Skin Tags (Acrochordons)

  • Small, soft, pedunculated skin growths in areas of friction (neck, axillae).
  • Friction, genetics, and possibly insulin resistance cause them.
  • Often removed for cosmetic reasons or if irritated (snip excision, cryotherapy).
  • Reducing friction (e.g., weight management) may help, but is not guaranteed.

Warts

  • Small, rough skin growths caused by HPV.
  • Human papillomavirus infecting the epidermis causes this.
  • Treatment involves cryotherapy, salicylic acid, or other destructive methods, however they can be persistent.
  • Prevention involves avoiding direct contact with warts and keeping skin healthy and unbroken.

Cherry Angioma

  • Bright red papules formed by benign vascular proliferation
  • The cause is unclear, possibly genetics and age-related
  • Treatment is not necessary unless bleeding or a cosmetic concern exists (laser removal).
  • There is no specific prevention, and these are generally harmless.

Ephelis (Freckles)

  • Flat, pigmented spots on sun-exposed areas.
  • Increased melanin production, triggered by sunlight and genetic factors, causes them.
  • No treatment is needed; cosmetic options exist.
  • Prevention means sun protection (sunscreens, hats).

Lentigo Solar

  • Sun spots due to chronic UV exposure and age.
  • Cumulative sun damage causes them.
  • Cosmetic removal (e.g., laser) can remove them if desired; otherwise harmless
  • Prevention involves sun protection (SPF, limited tanning).
  • Generalized or localized darkening of the skin.
  • Underlying endocrine disorders like Addison’s disease causes them.
  • Treatment involves addressing the underlying systemic disease.
  • Not directly preventable unless controlling the primary disease.

Melanocytic Naevi (Moles)

  • Proliferations of melanocytes (pigment cells) that can be congenital or acquired.
  • Genetics, possibly influenced by hormones or immunosuppressive drugs, causes them.
  • Usually, no treatment unless suspicious changes are noted; surgical excision if necessary.
  • Sun protection can reduce the risk of atypical transformation.

Malignant Melanoma

  • A potentially lethal skin cancer arising from melanocytes that can metastasize quickly.
  • UV radiation and genetic predisposition can cause it.
  • Surgical excision with adequate margins is treatment.
  • Advanced disease may require immunotherapy or targeted therapy.
  • Prevention involves vigilant sun protection, self-exams, and early detection

Basal Cell Carcinoma (BCC)

  • The Most common form of skin cancer, it is slow-growing but locally invasive.
  • Chronic sun exposure, fair skin, and older age causes this.
  • Treatment involves surgical excision, curettage, cryotherapy, or radiotherapy.
  • Prevention involves sun protection and monitoring suspicious lesions early.

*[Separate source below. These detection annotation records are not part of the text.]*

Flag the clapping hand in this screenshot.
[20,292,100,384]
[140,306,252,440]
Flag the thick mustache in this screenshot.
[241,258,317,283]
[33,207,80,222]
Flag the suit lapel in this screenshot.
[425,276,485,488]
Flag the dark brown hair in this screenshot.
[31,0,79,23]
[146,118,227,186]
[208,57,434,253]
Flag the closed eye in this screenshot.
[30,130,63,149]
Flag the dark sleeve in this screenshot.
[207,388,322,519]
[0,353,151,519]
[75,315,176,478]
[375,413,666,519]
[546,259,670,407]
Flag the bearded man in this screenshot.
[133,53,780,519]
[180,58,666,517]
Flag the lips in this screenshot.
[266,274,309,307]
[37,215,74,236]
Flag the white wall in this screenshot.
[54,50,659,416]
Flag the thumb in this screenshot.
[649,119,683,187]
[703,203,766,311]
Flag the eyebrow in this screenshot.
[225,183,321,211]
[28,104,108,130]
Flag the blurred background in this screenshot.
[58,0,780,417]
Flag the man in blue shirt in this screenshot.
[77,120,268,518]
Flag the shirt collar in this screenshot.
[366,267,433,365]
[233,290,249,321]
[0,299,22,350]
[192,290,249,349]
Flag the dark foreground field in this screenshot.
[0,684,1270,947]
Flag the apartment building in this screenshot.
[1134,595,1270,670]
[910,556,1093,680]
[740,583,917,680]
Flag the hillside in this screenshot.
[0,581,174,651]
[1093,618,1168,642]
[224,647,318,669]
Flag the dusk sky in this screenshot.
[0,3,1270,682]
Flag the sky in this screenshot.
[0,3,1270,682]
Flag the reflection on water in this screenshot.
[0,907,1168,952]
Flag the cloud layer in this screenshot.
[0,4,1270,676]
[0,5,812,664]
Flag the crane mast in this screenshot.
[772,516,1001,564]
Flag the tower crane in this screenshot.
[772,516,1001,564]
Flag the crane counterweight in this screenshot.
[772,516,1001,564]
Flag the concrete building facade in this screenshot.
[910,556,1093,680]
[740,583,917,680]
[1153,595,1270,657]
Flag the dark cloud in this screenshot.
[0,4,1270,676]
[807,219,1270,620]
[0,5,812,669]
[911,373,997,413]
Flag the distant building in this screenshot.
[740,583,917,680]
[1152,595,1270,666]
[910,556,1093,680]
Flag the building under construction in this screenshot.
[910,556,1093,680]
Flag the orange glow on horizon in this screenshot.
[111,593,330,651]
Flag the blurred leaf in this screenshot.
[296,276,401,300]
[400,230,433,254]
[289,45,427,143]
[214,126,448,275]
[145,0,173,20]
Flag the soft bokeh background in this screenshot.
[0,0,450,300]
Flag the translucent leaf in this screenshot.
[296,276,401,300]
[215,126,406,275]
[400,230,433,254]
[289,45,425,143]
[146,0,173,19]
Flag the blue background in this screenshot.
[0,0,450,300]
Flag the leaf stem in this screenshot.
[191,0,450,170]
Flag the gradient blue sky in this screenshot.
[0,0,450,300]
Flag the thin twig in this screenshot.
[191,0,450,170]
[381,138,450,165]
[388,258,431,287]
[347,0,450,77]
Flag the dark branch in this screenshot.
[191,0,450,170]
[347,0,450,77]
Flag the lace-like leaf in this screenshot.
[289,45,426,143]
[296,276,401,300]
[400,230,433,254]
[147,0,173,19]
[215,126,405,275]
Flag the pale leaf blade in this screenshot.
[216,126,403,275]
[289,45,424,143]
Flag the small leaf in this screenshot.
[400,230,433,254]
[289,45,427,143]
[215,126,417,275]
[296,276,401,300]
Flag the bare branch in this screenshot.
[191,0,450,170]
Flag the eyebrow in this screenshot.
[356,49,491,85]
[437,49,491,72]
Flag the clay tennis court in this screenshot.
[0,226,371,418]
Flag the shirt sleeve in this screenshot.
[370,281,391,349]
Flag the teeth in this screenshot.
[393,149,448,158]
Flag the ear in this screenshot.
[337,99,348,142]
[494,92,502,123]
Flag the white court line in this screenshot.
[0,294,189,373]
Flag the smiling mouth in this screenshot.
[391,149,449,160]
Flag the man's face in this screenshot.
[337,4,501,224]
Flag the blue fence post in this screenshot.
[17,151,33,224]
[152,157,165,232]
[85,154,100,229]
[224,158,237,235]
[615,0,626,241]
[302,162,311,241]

Squamous Cell Carcinoma (SCC)

  • A malignant tumor of keratinocytes can metastasize if not caught early.
  • Sun exposure, immunosuppression, older age, and smoking cause this.
  • Treatment involves surgical excision, often with wider margins than with BCC, and sometimes radiotherapy.
  • Prevention includes sun protection and avoidance of risk factors like tobacco and excessive UV.